GDPR Article 5(2) accountability requires that compliance records be trustworthy — a mutable audit log provides no assurance because any entry could have been silently modified after the fact. CWE-472 (External Control of Assumed-Immutable Web Parameter) and CWE-778 (Insufficient Logging) both apply when audit records can be retroactively altered. NIST AU-9 explicitly requires protection of audit information from unauthorized modification and deletion. An audit log that a rogue service account or a poorly-reviewed migration can UPDATE or DELETE is worthless as legal evidence — it cannot prove what actually happened, only what the log currently says.
High because a mutable audit log cannot be used as evidence in a regulatory investigation and provides no detection of tampering, invalidating GDPR Art. 5(2) accountability and ISO 27001:2022 A.8.15 compliance claims.
Enforce immutability at the database level — application-layer checks alone are insufficient because any service with write access can bypass them:
-- Option 1: PostgreSQL RULE (blocks UPDATE and DELETE at the SQL parser level)
CREATE RULE audit_log_no_update AS ON UPDATE TO audit_log DO INSTEAD NOTHING;
CREATE RULE audit_log_no_delete AS ON DELETE TO audit_log DO INSTEAD NOTHING;
-- Option 2: Row Level Security (permits only INSERT for the application role)
ALTER TABLE audit_log ENABLE ROW LEVEL SECURITY;
CREATE POLICY audit_log_insert_only ON audit_log
FOR INSERT TO app_role WITH CHECK (true);
-- No SELECT/UPDATE/DELETE policies for app_role
After adding the constraint, search all migrations in supabase/migrations/ for any UPDATE audit_log or DELETE FROM audit_log statements and remove them. Treat any future PR that adds such a statement as a critical security review item.
ID: compliance-consent-engine.compliance-audit-trail.append-only-log
Severity: high
What to look for: Check whether the application or any migration ever UPDATEs or DELETEs rows in the audit log table. An audit log that can be retroactively modified provides no compliance value — it cannot be used as legal evidence. Look for: UPDATE statements targeting the audit log table in application code or migrations, no database-level constraint preventing UPDATE/DELETE, or the audit log being stored in a regular table with no special access controls. Alternatively, check if the audit log is written to an immutable store (append-only Postgres table with row-level security preventing DELETE, an immutable S3 bucket, or a managed audit service like AWS CloudTrail).
Pass criteria: No UPDATE or DELETE operations exist on the audit log table in application code or migrations.
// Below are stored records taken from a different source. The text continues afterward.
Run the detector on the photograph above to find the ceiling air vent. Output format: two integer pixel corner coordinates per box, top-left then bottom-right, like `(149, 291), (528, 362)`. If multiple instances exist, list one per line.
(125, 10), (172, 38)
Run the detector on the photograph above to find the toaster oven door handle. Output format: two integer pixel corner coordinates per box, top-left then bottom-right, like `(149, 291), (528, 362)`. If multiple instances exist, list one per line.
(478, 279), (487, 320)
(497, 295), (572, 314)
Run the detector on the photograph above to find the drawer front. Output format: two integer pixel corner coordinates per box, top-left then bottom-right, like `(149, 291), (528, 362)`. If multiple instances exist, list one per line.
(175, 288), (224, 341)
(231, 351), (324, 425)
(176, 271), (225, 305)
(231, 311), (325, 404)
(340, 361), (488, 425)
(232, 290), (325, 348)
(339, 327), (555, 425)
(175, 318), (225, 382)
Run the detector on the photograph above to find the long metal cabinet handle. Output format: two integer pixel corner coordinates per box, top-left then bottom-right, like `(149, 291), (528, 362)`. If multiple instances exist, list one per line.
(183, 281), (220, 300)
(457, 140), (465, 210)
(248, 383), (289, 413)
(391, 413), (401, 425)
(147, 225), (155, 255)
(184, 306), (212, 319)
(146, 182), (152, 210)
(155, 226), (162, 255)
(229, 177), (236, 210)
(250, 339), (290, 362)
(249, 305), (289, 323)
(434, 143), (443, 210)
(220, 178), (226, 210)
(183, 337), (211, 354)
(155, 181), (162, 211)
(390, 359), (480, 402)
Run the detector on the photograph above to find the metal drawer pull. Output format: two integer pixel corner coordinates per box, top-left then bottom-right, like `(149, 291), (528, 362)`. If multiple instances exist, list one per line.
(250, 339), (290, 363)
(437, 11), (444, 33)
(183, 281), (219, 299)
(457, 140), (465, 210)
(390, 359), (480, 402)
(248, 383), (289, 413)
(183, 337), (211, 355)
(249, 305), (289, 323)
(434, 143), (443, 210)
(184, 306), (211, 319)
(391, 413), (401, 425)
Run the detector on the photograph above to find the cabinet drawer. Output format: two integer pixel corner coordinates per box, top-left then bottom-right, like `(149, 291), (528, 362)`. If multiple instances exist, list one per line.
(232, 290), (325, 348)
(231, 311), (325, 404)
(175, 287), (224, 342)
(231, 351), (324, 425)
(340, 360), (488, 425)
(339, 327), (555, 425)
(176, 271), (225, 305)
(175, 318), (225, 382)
Either a database-level rule (PostgreSQL RULE, RLS policy, or trigger) prevents modification, or the log is written to an inherently immutable store. Count all SQL statements or ORM calls targeting the audit log and enumerate which are INSERT vs. UPDATE/DELETE — no more than 0 should be UPDATE or DELETE.
Fail criteria: The application code or migrations include UPDATE/DELETE operations on the audit log table. Or the audit log has no protection against modification by any database user with write access. A soft-delete (setting deleted_at) on audit log rows does not count as pass.
Skip (N/A) when: No audit log table exists (this will likely fail the previous check).
Detail on fail: "audit_log table has no UPDATE/DELETE protection — any service-role query can modify or erase entries" or "Migration 014 soft-deletes audit_log rows: UPDATE audit_log SET deleted_at = NOW()"
Remediation: Add database-level protection:
-- Option 1: PostgreSQL RULE (prevents UPDATE/DELETE at SQL level)
CREATE RULE audit_log_no_update AS ON UPDATE TO audit_log DO INSTEAD NOTHING;
CREATE RULE audit_log_no_delete AS ON DELETE TO audit_log DO INSTEAD NOTHING;
-- Option 2: Row Level Security (only allows INSERT for the application role)
ALTER TABLE audit_log ENABLE ROW LEVEL SECURITY;
CREATE POLICY audit_log_insert_only ON audit_log
FOR INSERT TO app_role WITH CHECK (true);
-- No SELECT/UPDATE/DELETE policies for app_role — only INSERT is permitted
In application code, treat any attempt to modify audit log rows as a critical bug, not a feature.